Dana Epp

Dana Epp

Offensive Security Engineer, Vulscan Digital Security

Hey, I’m Dana. People in the ether know me as ‘SilverStr’. I’ve spent decades as a security architect that focuses on helping secure software, data and infrastructure. You might say I’ve been on and led Blue and Red Teams well before it was even a thing.

When I am not helping to build and grow software companies focused on developing security tools I’m advising others on how to build and break their own applications and environments. As both a Microsoft Regional Director and Microsoft Security MVP, I spend a great deal of time on security (de)engineering in the cloud, especially in Microsoft Azure.

Presentation Abstract

Honeytokens: Detecting Attacks to Your Web Apps Using Decoys and Deception

In this presentation you will learn how to build into your web apps small “tripwires” that will help you detect if hackers are enumerating your systems, bypassing security controls or otherwise gaining unauthorized access to code, data or infrastructure.
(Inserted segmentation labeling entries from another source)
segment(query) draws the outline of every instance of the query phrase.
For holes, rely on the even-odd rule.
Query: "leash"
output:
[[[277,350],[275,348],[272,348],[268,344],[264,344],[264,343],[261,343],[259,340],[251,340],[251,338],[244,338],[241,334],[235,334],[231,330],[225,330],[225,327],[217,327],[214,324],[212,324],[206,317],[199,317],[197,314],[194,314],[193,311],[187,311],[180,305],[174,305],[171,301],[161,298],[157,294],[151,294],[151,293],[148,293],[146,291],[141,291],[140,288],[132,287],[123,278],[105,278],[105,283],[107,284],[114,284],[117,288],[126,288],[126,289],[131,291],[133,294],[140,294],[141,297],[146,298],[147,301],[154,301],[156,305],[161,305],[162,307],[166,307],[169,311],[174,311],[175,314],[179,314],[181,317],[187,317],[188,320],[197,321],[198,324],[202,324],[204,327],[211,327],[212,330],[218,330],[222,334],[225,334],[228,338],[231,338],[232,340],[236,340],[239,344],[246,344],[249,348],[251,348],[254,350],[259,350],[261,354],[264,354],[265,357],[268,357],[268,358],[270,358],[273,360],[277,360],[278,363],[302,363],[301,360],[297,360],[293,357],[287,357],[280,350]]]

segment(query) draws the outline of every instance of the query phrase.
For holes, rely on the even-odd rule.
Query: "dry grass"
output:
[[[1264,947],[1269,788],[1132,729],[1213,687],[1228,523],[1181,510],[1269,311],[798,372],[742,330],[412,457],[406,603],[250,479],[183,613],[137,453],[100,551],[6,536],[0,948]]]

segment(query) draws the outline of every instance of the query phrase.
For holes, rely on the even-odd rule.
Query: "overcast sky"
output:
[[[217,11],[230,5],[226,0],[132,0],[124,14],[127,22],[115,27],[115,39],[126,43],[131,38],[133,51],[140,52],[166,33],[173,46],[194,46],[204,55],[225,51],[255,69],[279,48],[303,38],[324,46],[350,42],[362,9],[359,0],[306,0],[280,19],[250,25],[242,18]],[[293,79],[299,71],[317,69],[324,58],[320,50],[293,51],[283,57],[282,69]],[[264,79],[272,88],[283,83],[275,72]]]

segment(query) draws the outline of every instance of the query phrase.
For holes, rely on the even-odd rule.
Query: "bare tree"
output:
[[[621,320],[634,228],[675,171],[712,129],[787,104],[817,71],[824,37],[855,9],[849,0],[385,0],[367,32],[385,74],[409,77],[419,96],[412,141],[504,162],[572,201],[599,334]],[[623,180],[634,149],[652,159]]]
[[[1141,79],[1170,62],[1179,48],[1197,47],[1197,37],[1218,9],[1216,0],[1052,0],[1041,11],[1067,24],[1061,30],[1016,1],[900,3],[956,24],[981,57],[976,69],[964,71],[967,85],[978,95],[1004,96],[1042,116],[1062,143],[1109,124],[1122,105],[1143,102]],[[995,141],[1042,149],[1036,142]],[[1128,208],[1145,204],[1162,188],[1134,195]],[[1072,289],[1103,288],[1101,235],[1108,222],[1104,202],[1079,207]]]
Sometimes called canary tokens, other times honeytokens, these bits of code will help your DevOps, CloudOps and SecOps teams get notified when nefarious activity may be present in your staging and production systems way before they would typically be detected. It can also help with aligning indicators of compromise (IoCs) in your applications with attacker attribution to help your operations team to pinpoint threats much earlier in the attack chain.

In the end, you will have AllTheThings you need to leverage decoys and deception to detect and defend your web applications.